With the previous expression index list and implementation reference we can begin porting the code to r2diaphora. Luckily enough, pycparser also provides an API to build AST tree visitors, although, of course, the visit_xxxx
methods differ from HexRays’ API. We just need to adapt the visit_xxx
methods to generate a similar value.
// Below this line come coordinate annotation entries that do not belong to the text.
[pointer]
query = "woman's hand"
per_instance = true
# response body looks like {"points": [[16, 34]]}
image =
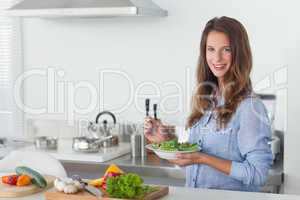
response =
{"points": [[184, 159], [157, 132]]}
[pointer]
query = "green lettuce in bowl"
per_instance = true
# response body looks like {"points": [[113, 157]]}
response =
{"points": [[174, 146]]}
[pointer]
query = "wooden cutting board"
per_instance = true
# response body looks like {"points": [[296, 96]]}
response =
{"points": [[54, 195], [19, 191]]}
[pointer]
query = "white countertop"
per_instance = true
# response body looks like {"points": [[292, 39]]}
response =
{"points": [[65, 152], [179, 193]]}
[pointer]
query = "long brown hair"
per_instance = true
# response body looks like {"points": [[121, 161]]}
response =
{"points": [[237, 80]]}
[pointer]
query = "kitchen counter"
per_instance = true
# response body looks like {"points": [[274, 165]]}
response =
{"points": [[156, 169], [152, 169], [179, 193]]}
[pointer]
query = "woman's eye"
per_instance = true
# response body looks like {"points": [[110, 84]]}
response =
{"points": [[227, 49], [210, 49]]}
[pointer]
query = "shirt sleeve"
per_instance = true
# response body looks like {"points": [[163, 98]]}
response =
{"points": [[253, 136]]}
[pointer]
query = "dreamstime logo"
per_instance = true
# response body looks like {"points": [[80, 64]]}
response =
{"points": [[62, 94]]}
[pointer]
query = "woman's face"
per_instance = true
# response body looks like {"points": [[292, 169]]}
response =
{"points": [[218, 53]]}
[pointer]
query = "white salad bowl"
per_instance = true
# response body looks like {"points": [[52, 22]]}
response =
{"points": [[168, 155]]}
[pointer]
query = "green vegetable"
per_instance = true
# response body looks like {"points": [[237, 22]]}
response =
{"points": [[38, 179], [173, 145], [127, 186]]}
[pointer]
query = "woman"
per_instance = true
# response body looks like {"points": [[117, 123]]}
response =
{"points": [[227, 120]]}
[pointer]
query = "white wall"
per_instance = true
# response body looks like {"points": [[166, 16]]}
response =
{"points": [[292, 138], [161, 50]]}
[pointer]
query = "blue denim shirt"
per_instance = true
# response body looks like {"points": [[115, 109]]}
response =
{"points": [[244, 141]]}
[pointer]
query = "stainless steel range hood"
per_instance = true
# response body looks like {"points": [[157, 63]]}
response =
{"points": [[85, 8]]}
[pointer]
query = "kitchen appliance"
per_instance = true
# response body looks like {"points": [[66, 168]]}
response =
{"points": [[44, 142], [100, 130], [88, 145], [3, 142], [85, 8], [269, 101]]}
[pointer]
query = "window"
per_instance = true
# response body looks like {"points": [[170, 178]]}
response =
{"points": [[11, 117]]}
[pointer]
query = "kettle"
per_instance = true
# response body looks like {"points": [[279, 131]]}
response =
{"points": [[102, 129]]}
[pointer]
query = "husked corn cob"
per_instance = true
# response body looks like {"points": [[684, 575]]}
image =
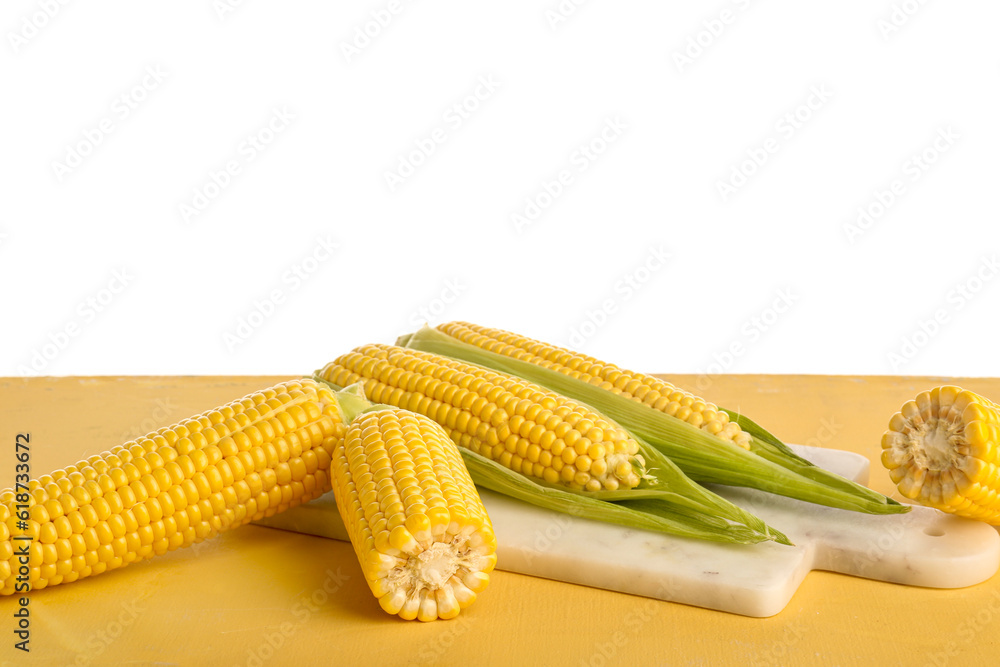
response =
{"points": [[521, 426], [690, 440], [420, 531], [178, 485], [941, 450], [537, 440], [654, 392]]}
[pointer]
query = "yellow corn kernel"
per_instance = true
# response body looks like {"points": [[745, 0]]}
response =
{"points": [[654, 392], [941, 450], [565, 427], [418, 527], [156, 497]]}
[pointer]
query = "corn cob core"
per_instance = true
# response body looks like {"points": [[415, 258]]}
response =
{"points": [[654, 392], [523, 427], [941, 450], [176, 486], [415, 519]]}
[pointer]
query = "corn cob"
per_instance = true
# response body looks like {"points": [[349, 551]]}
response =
{"points": [[540, 434], [174, 487], [741, 454], [646, 389], [941, 450], [416, 521], [525, 428]]}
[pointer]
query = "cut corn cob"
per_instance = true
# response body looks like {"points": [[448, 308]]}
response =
{"points": [[941, 450], [179, 485], [646, 389], [768, 464], [416, 521], [540, 434]]}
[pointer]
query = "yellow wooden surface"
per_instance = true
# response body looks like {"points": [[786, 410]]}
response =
{"points": [[259, 596]]}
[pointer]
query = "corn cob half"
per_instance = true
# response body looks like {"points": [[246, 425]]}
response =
{"points": [[414, 517], [941, 449], [176, 486], [540, 434], [710, 444]]}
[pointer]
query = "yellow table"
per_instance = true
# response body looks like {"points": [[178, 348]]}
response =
{"points": [[258, 596]]}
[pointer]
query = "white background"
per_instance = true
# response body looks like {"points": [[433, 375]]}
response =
{"points": [[686, 99]]}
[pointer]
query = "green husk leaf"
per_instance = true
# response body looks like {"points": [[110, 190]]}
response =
{"points": [[655, 516], [681, 506], [770, 465]]}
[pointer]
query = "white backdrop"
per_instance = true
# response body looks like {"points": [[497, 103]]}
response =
{"points": [[730, 186]]}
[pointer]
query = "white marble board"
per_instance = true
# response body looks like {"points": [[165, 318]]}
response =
{"points": [[924, 547]]}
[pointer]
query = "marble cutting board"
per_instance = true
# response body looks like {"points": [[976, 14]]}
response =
{"points": [[924, 547]]}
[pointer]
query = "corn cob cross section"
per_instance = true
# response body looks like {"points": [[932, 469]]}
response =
{"points": [[179, 485], [418, 526], [941, 449]]}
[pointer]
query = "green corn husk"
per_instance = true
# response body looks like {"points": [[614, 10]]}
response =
{"points": [[769, 465], [670, 502], [653, 516]]}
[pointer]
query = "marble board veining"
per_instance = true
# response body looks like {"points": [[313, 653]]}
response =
{"points": [[923, 547]]}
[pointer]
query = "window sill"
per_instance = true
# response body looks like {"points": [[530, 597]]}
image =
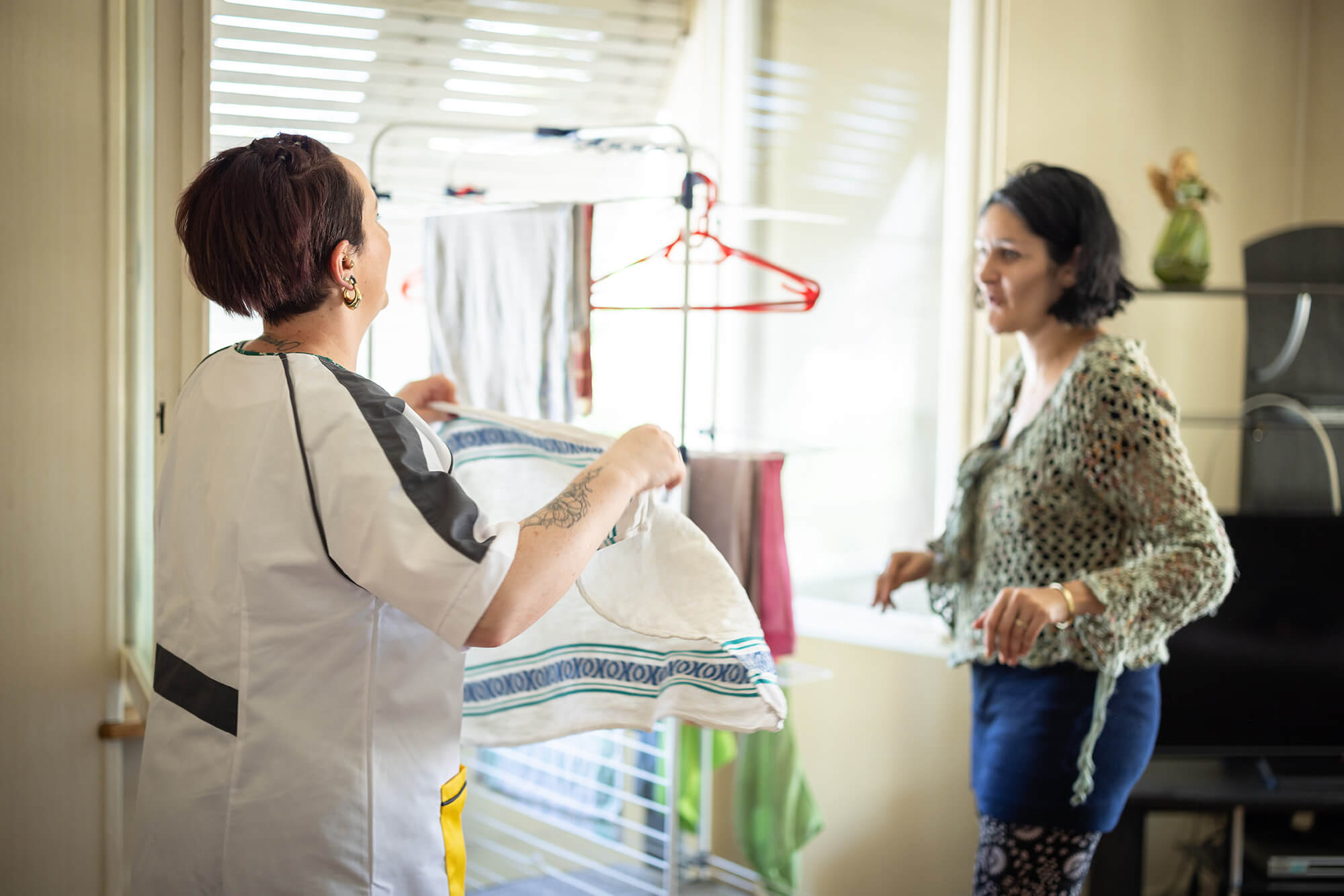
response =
{"points": [[920, 633]]}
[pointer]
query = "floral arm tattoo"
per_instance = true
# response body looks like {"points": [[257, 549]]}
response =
{"points": [[569, 506]]}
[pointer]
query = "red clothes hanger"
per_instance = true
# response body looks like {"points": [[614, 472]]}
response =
{"points": [[804, 288]]}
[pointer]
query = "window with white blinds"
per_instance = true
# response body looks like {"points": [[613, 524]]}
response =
{"points": [[342, 72]]}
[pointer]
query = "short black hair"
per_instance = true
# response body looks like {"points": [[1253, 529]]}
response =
{"points": [[1070, 213], [260, 224]]}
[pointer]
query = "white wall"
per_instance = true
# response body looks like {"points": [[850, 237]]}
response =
{"points": [[54, 662]]}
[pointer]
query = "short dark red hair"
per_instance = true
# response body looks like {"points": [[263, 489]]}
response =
{"points": [[261, 221]]}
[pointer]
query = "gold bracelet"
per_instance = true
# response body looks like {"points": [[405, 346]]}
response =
{"points": [[1069, 600]]}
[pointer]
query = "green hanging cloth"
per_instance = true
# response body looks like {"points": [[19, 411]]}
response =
{"points": [[775, 812], [689, 770]]}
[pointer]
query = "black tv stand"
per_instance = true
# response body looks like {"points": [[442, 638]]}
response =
{"points": [[1299, 774], [1210, 785]]}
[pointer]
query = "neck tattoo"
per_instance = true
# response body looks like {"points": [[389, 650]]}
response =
{"points": [[282, 345]]}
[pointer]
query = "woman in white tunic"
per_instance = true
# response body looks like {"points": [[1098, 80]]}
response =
{"points": [[319, 572]]}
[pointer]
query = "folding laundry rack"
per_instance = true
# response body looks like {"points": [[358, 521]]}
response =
{"points": [[532, 792]]}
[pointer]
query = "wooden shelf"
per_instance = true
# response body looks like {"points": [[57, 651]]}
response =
{"points": [[1261, 291]]}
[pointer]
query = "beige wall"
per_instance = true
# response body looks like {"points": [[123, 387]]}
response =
{"points": [[1323, 173], [1108, 91], [1111, 88], [1105, 89], [886, 750], [54, 659]]}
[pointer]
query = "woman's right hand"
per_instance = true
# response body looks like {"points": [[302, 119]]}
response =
{"points": [[650, 456], [905, 566]]}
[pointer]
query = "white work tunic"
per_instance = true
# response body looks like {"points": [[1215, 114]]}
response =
{"points": [[318, 572]]}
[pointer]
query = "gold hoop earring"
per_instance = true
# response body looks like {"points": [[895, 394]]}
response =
{"points": [[351, 296]]}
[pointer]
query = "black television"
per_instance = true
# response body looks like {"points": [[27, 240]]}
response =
{"points": [[1265, 675]]}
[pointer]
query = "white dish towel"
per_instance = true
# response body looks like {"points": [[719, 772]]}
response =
{"points": [[658, 624]]}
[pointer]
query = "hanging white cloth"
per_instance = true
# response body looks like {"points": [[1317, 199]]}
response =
{"points": [[506, 295], [658, 624]]}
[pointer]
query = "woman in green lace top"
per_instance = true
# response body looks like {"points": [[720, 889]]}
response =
{"points": [[1080, 539]]}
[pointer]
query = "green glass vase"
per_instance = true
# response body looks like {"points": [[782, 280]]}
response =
{"points": [[1182, 257]]}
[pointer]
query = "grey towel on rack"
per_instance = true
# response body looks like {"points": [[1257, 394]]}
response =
{"points": [[507, 294], [722, 503]]}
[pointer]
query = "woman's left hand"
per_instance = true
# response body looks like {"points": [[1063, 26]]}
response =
{"points": [[421, 393], [1017, 619]]}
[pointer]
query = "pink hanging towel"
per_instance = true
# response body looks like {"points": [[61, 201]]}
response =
{"points": [[771, 588]]}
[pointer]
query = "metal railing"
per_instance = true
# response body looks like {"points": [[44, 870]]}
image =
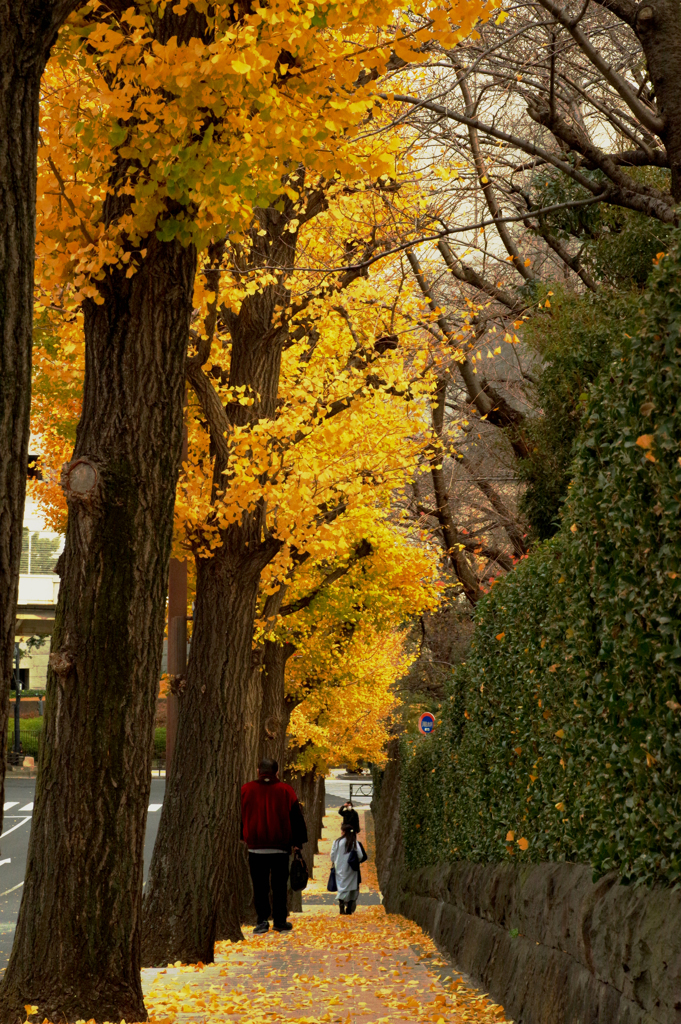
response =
{"points": [[362, 790]]}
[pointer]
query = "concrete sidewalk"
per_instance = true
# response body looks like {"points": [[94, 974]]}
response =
{"points": [[371, 968]]}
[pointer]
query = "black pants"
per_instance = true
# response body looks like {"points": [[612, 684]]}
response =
{"points": [[264, 865]]}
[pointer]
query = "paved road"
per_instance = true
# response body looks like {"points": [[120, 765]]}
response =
{"points": [[19, 795]]}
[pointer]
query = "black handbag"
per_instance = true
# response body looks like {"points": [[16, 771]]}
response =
{"points": [[299, 872], [354, 860]]}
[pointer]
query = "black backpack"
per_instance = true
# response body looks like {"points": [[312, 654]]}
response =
{"points": [[299, 872]]}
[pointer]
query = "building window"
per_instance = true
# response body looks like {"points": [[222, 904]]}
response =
{"points": [[39, 553], [25, 679]]}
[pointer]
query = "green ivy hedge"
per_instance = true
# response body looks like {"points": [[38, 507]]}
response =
{"points": [[560, 738]]}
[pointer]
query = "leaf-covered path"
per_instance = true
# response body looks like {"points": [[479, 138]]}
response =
{"points": [[371, 968]]}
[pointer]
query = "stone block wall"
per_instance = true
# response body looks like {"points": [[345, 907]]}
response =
{"points": [[545, 940]]}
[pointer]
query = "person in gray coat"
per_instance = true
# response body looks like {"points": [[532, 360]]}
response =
{"points": [[346, 855]]}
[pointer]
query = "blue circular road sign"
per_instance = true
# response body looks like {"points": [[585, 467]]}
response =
{"points": [[426, 723]]}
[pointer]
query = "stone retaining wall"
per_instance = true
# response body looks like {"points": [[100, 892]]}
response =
{"points": [[544, 940]]}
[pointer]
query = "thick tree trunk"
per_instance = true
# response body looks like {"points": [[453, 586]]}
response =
{"points": [[274, 714], [77, 947], [310, 790], [197, 878], [27, 33], [198, 846]]}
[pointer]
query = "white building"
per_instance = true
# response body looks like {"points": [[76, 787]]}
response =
{"points": [[38, 589]]}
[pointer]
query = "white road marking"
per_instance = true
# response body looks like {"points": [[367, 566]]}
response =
{"points": [[13, 888], [22, 822]]}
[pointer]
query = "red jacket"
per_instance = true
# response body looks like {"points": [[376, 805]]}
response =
{"points": [[271, 818]]}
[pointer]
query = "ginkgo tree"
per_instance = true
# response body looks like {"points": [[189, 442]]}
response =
{"points": [[169, 130], [308, 433], [27, 33]]}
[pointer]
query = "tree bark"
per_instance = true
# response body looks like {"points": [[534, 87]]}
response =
{"points": [[274, 714], [27, 33], [198, 845], [77, 946], [310, 790]]}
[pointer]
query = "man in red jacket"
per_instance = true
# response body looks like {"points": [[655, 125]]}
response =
{"points": [[272, 822]]}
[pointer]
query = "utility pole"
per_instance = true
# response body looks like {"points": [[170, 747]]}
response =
{"points": [[17, 705]]}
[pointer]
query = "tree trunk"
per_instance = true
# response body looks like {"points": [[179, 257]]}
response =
{"points": [[274, 714], [198, 844], [310, 790], [77, 946], [27, 33]]}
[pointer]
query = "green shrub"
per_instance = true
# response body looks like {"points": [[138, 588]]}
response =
{"points": [[575, 343], [563, 728]]}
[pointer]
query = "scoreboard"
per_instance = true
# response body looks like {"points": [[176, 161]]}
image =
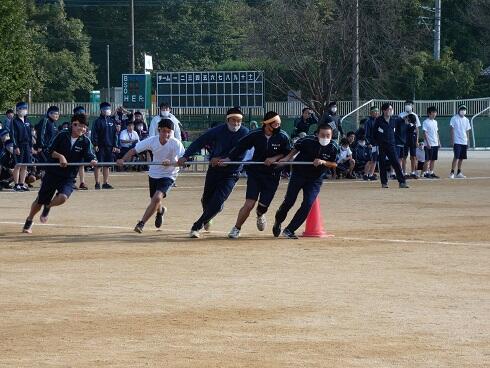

The current implementation of the CASTVisitor
class in r2diaphora can be found here.
Once implemented, the previous test that compared the getPortz
function in different binaries can be repeated, this time using the generated pseudocode hash value.
1
2
3
# Regenerate diaphora databases
r2diaphora -f 17c62e0cf77dc4341809afceb1c8395d67ca75b2a2c020bddf39cca629222161
r2diaphora -f 6ce1739788b286cc539a9f24ef8c6488e11f42606189a7aa267742db90f7b18d
After having regenerated diaphora databases for both samples we can check the values with:
1
2
3
4
5
6
7
8
9
10
11
12
13
14
15
16
17
18
19
20
21
22
23
MariaDB [(none)]> select
-> `6ce1739788b286cc539a9f24ef8c6488e11f42606189a7aa267742db90f7b18d`.functions.name,
-> `6ce1739788b286cc539a9f24ef8c6488e11f42606189a7aa267742db90f7b18d`.functions.pseudocode_hash1,
-> `6ce1739788b286cc539a9f24ef8c6488e11f42606189a7aa267742db90f7b18d`.functions.pseudocode_hash2,
-> `6ce1739788b286cc539a9f24ef8c6488e11f42606189a7aa267742db90f7b18d`.functions.pseudocode_hash3,
-> `6ce1739788b286cc539a9f24ef8c6488e11f42606189a7aa267742db90f7b18d`.functions.`pseudocode_primes`,
-> `17c62e0cf77dc4341809afceb1c8395d67ca75b2a2c020bddf39cca629222161`.functions.name,
-> `17c62e0cf77dc4341809afceb1c8395d67ca75b2a2c020bddf39cca629222161`.functions.pseudocode_hash1,
-> `17c62e0cf77dc4341809afceb1c8395d67ca75b2a2c020bddf39cca629222161`.functions.pseudocode_hash2,
-> `17c62e0cf77dc4341809afceb1c8395d67ca75b2a2c020bddf39cca629222161`.functions.pseudocode_hash3,
-> `17c62e0cf77dc4341809afceb1c8395d67ca75b2a2c020bddf39cca629222161`.functions.`pseudocode_primes`
-> from
-> `6ce1739788b286cc539a9f24ef8c6488e11f42606189a7aa267742db90f7b18d`.functions,
-> `17c62e0cf77dc4341809afceb1c8395d67ca75b2a2c020bddf39cca629222161`.functions
-> where
-> `6ce1739788b286cc539a9f24ef8c6488e11f42606189a7aa267742db90f7b18d`.functions.name = "sym.getPortz" and
-> `17c62e0cf77dc4341809afceb1c8395d67ca75b2a2c020bddf39cca629222161`.functions.name = "sym.getPortz";
+--------------+----------------------------------+------------------+------------------+-------------------+--------------+----------------------------------+------------------+------------------+-------------------+
| name | pseudocode_hash1 | pseudocode_hash2 | pseudocode_hash3 | pseudocode_primes | name | pseudocode_hash1 | pseudocode_hash2 | pseudocode_hash3 | pseudocode_primes |
+--------------+----------------------------------+------------------+------------------+-------------------+--------------+----------------------------------+------------------+------------------+-------------------+
| sym.getPortz | wpbClsK3wrfCt8K3ISEhIcKvwq/Cr8Kv | NULL | NULL | 781435 | sym.getPortz | IiJMTExMMjIyMiAgICAaGhoaY2NjY8Op | NULL | NULL | 781435 |
+--------------+----------------------------------+------------------+------------------+-------------------+--------------+----------------------------------+------------------+------------------+-------------------+
1 row in set (0.003 sec)
As it can be seen the pseudocode fuzzy-hash (pseudocode_hash[1-3]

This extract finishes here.